CS 537: Introduction to Operating Systems

Project 3: Lies and damned lies

Executive Summary

This project is designed to expose you to some of the issues involved in efficient systems programming and teach you how to measure the cost of various system calls. Not all uses of system calls are created equal, and a good systems programmer knows which sorts of operations are efficient and which are not. In particular, we will examine file I/O and interprocess communication costs. Last (but not least), you will learn about the various ways that computer systems provide to measure time, and you will also get a birds'-eye introduction to the deep, tricky, and nuanced craft of benchmarking.

Acknowledgement: This project is based on an assignment developed by Prof. Bart Miller.

Assigned: July 26

Due: August 7 at 10:00 PM (turn in by 10 PM on August 5 for 10% extra credit)

You must work in groups of two or three students.

Background

Premature optimization is the root of all evil

--Don Knuth

Throughout the term, we've examined various mechanisms for synchronization, communication, and resource management. A thread that has run through all of our discussions is optimization for the common case. That is, the most typical operations should be as fast as possible, even at an expense to less frequent operations. After completing CS 537, you have a pretty good idea about what operations are "easy" for system mechanisms to support and what operations are "hard" -- but can you apply this knowledge to your own programs? Do you recognize the characteristics of a program that is difficult for the system to execute efficiently?

If you answered "no," you're probably right. In fact, most experienced programmers likely don't know the "best" way to use the operating system interface for their preferred systems. There may not be a single right answer to performance problems, either: just as some policies are better for some workloads than others, the sorts of mechanisms that work well for one type of application may work against the goals of others.

So what do we do? Do we compile a list of "bad idioms" and then run a smart search-and-replace on our code? Maybe. We might just be wasting effort, though. Why spend time optimizing a part of the program that's rarely run? Indeed, we want to optimize for the common case, just like system designers do. So we'll need some way to find out where a performance problem is presenting, and why that code is underperforming.

The answer to "where" is almost always found with the aid of a profiler. A profiler typically interrupts your program at regular intervals, recording stack traces each time. This way, you can get a statistical approximation of the functions in which your program is spending the most time. Common sample-based profiling tools include gprof (on all Unix systems), Shark (on Macs), and OProfile (on Linux).

However, many profilers treat the kernel as a black box. If your program spends a lot of time in the kernel, a profiler may not be able to tell you what your program is doing in the kernel. (OProfile is a notable exception.) Therefore, we need some way to know whether certain kernel calls are less performant than others, and why this is the case. This assignment will focus on giving you the tools to answer the first of these two questions and encouraging you to apply your knowledge of operating system concepts to answer the second.

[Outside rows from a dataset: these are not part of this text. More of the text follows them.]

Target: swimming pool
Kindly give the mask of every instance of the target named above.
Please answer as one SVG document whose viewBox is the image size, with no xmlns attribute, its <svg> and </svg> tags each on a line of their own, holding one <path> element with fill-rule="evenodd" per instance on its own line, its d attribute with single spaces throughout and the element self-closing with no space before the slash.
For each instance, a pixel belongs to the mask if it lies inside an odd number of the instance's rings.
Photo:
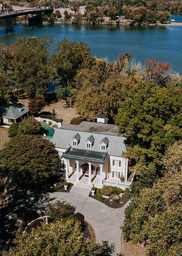
<svg viewBox="0 0 182 256">
<path fill-rule="evenodd" d="M 52 137 L 54 133 L 54 130 L 51 128 L 46 123 L 40 123 L 42 126 L 41 134 L 45 134 L 46 136 Z"/>
</svg>

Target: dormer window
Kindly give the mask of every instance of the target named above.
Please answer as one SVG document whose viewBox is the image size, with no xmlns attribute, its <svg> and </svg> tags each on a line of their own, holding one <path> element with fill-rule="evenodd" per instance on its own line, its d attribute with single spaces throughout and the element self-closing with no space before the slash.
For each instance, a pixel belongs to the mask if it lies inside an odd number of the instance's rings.
<svg viewBox="0 0 182 256">
<path fill-rule="evenodd" d="M 90 149 L 91 148 L 91 144 L 89 142 L 86 143 L 86 148 Z"/>
<path fill-rule="evenodd" d="M 72 147 L 77 147 L 77 141 L 72 141 Z"/>
<path fill-rule="evenodd" d="M 105 145 L 101 145 L 101 150 L 105 151 Z"/>
<path fill-rule="evenodd" d="M 109 140 L 107 137 L 105 137 L 102 139 L 100 143 L 100 149 L 101 151 L 105 151 L 106 150 L 109 142 Z"/>
<path fill-rule="evenodd" d="M 77 147 L 79 143 L 80 136 L 78 133 L 77 133 L 71 140 L 71 144 L 72 147 Z"/>
<path fill-rule="evenodd" d="M 86 139 L 85 141 L 85 147 L 87 149 L 91 149 L 94 142 L 94 138 L 92 135 L 91 135 Z"/>
</svg>

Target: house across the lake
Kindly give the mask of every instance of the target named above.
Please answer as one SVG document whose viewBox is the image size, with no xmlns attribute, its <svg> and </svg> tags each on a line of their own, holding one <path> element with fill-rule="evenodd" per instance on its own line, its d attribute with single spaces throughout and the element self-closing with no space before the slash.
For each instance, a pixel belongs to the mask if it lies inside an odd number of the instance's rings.
<svg viewBox="0 0 182 256">
<path fill-rule="evenodd" d="M 0 124 L 7 125 L 13 121 L 21 122 L 26 116 L 28 117 L 29 109 L 28 106 L 19 103 L 9 103 L 0 107 Z"/>
<path fill-rule="evenodd" d="M 99 188 L 129 186 L 133 173 L 129 173 L 128 159 L 122 157 L 125 138 L 118 135 L 116 125 L 106 123 L 103 115 L 98 115 L 97 122 L 78 125 L 62 125 L 62 121 L 59 120 L 51 141 L 64 163 L 67 181 Z"/>
</svg>

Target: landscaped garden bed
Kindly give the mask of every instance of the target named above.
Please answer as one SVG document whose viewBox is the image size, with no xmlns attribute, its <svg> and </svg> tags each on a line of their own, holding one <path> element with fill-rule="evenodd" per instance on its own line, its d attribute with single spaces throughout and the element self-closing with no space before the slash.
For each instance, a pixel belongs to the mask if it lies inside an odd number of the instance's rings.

Obtaining timing measurements

There are two main criteria for timing measurements: precision and accuracy. These two are not the same thing! Precision refers to the number of significant digits in a time -- does a timer operate with second granularity? with millisecond granularity? with cycle granularity? The more precise a result, the more likely it is to be reproducible. Accuracy, on the other hand, refers to fidelity to some actual standard of time.

There are a variety of available timing routines. For this project, you will use two: the POSIX clock_gettime() function and a high-resolution timing library that uses the Pentium's cycle-accurate time-stamp counter. (See the man page for the former; to use it, you will have to link with the rt library. For the latter, see ~willb/public/tsc/timing.h.) Using two different timers will also allow you "sanity-check" your results.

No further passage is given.